Organizers and Program Committee

Organizing Committee

Werner Geyer

IBM Research AI

Werner is a Principal Research Staff Member and Research Manager at IBM Research in Cambridge, MA, where he is leading a research team centered around AI Interaction technologies. He's been holding various roles as co-chair at ACM RecSys, including general chair as well as a series of workshops and tutorials on Social Recommender Systems. More recently, his team is exploring generative modelling techniques in business settings.

Lydia Chilton

Columbia University

Lydia is an Assistant Professor in the Computer Science Department at Columbia University. She is an early pioneer in decomposing complex tasks so that crowds and computers can solve them together. Her current research is in computational design - how computation and AI can help people with design, innovation, and creative problem-solving.

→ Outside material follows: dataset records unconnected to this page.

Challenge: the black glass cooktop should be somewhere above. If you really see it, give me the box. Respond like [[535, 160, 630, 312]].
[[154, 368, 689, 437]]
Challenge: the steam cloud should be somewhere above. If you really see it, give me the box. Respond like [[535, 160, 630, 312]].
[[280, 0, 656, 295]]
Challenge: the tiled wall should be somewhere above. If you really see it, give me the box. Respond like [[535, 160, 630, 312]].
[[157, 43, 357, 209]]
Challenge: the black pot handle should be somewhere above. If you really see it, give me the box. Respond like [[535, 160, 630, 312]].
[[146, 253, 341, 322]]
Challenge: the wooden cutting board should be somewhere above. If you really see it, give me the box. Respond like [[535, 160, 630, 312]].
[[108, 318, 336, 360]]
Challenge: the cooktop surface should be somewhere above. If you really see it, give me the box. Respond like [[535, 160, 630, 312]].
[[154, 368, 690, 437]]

Applications include: conveying a message visually for journalism and advertising, developing technology for public libraries, improving risk communication during hurricanes, and helping scientists explain their work on Twitter.

Justin D. Weisz

IBM Research AI

Justin is a Research Staff Member and Research Manager at IBM Research in Yorktown Heights, NY. He leads the Human-AI Collaboration team, whose mission is to design, build, and rigorously investigate new forms of human-AI partnerships that enhance and extend human capabilities. He also leads the HCI research strategy within the AI organization, as well as a new project exploring enterprise use cases of generative AI technologies.

Mary Lou Maher

University of North Carolina, Charlotte

Mary is a Professor and Director of the HCI Lab in the College of Computing and Informatics at UNC Charlotte. She has a joint appointment in the Department of Software and Information Systems and the School of Data Science. Her research in computational creativity extends genetic algorithms, analogical reasoning, and more recently deep learning models to automate the generation of creative designs and respond to the question: Can computers be creative? Her research in HCI has lead to a complementary focus in computational creativity to design and evaluate interaction models for co-creative systems and respond to the question: Can computational creativity enhance human creativity?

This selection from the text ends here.